When assessing the completeness of vitrification devices for potential use, there are several quality-control factors that should be taken into account, including: 1) Labeling potential—Can labels be securely adhered? Are they tamperproof? Do they offer dual-color identification potential? Does it require a secondary label, and can the label be easily removed for record-keeping purposes (i.e., patient verification) post-warming? 2) Technical ease—Can embryos be easily loaded into/onto the device in a timely manner and simply identified and tracked post-warming? 3) Procedural simplicity/Repeatability—Does the vitrification method offer simplicity and reliability that easily allows for repeatability, which minimizes the variation between technicians (internal) and programs (external)? 4) LN2 storage capacity—Can the devices be easily and safely handled and identified? Is their storage potential space efficient? Does the device offer security and safety from physical damage or possible contaminants as an aseptic closed system? 5) Recovery potential /Survivability—Is the device design prone to potential problems in the guaranteed recovery of embryos, and will they reliably vitrify and maintain complete cellular integrity post-warming? The latter specific quality concern, the recovery rate, has actually been surprisingly minimized in published reports; this is done by generally hiding the unfavorable outcome (i.e., lost embryo or egg) in typically-good survival rates. Any device prone to inconsistent recovery (<99%) is seriously flawed and constitutes a procedural liability.

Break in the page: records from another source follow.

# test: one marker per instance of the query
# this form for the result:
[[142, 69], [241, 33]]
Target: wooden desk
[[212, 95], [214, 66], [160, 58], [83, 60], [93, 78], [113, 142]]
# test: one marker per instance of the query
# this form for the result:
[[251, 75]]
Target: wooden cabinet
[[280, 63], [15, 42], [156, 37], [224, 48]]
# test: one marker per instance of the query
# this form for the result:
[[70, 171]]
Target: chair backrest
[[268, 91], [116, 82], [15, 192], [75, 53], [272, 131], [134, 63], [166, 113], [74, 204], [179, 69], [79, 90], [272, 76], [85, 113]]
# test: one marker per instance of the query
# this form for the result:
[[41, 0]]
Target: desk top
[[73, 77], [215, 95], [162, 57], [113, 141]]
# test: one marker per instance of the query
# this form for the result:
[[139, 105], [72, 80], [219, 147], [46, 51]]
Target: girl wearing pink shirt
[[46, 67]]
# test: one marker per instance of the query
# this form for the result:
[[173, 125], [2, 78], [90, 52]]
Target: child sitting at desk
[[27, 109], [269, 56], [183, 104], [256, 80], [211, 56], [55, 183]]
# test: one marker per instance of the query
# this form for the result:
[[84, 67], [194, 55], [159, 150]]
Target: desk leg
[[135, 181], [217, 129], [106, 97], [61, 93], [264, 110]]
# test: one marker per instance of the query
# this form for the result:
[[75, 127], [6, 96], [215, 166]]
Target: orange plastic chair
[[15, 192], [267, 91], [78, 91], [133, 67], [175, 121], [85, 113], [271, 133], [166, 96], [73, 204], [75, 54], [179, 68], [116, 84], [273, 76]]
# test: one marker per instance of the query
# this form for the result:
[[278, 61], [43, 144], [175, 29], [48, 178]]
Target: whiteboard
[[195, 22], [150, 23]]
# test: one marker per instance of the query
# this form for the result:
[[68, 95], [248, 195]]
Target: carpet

Our aseptic, closed µS-VTF method has been strategically developed to account for each quality-control measure. However, after 5 years of superior clinical success and validation14, the procedure had to be modified. The original 0.3-mL embryo straws (possessing a hydrophobic plug) were removed from the IVF industry and replaced with a 0.3-mL semen straw possessing a standard cotton/PVP plug (i.e., relabeled as a semen/embryo straw). This procedural paper outlines the specific steps and strategies needed to implement µS-VTF safely, simply, and effectively. Furthermore, we highlight the modification(s) needed to reliably account for supply limitations, until such time as an alternative ideal straw container is reintroduced back into the clinical laboratory.